I’m back with another domain. On a whim I decided that I wanted a new one. I’ve just been going through so many changes that a new domain seemed fitting. Not to mention I got tired of the domain name, honestly. I have been making attempts to get things together to finally be able to go back to school. I’ve also been making attempts to be better organized and incorporate more things into my day to keep myself stress free. That will include doing workouts every night after the kids go to bed. My sleeping habits have always been terrible. I just simply chalked it up to a bad case of insomnia but I figure if I have a full and productive day, with everything laid out and a nice workout before bed, things might change.
This thing with school is so important to me because it will help me get where I need to be. I want to move out of this city so bad and the thought of my children going to these neighborhood schools frightens me. My son, especially, is not mentally built for the type of environment he’d have to be in. He will be starting middle school this year and the school he’s going to really isn’t top notch. Everyone thinks he will be just fine, except me. I never knew how scary it would be having a child make such a transition and I never thought I’d worry like this either.

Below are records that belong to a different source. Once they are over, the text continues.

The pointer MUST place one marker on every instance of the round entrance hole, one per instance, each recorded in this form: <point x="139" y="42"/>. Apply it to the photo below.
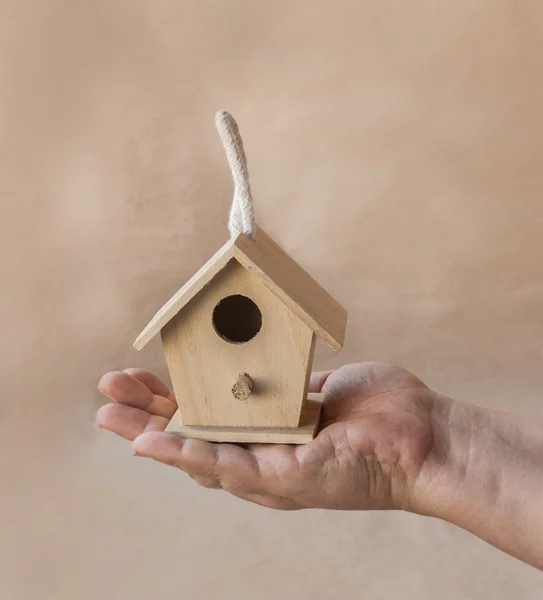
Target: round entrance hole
<point x="237" y="319"/>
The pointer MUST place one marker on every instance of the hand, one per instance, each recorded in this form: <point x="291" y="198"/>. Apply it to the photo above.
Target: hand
<point x="375" y="436"/>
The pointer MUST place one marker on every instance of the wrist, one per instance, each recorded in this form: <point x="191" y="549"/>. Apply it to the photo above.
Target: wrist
<point x="459" y="465"/>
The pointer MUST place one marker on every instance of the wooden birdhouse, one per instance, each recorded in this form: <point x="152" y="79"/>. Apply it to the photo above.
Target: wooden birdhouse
<point x="239" y="338"/>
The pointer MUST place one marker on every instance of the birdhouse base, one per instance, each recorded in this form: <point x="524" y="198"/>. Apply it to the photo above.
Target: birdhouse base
<point x="302" y="434"/>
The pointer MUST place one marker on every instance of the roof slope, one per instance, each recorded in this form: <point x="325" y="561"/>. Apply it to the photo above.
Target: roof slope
<point x="278" y="272"/>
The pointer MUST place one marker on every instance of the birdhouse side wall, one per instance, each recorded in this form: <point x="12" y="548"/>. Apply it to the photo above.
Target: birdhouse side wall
<point x="203" y="366"/>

My daughter pretty much adjusts anywhere she goes without any issues but she’s much like me.
As ridiculous as this sounds, I was thinking for a while how I felt like I was too old to be blogging but everyone needs an outlet or a place they can go that is their own sanctuary of sorts. I’ve been thinking about a lot of ridiculous shit lately since I’ve turned 31. I’m too young to be having a midlife crisis but I have no idea what this is that I’m feeling. At any rate, I’m sure it will pass.
I look forward to blogging more often. I’ve always said that I will and then I have these times where I open wordpress and my mind goes blank… even despite the fact that there is always so much on it.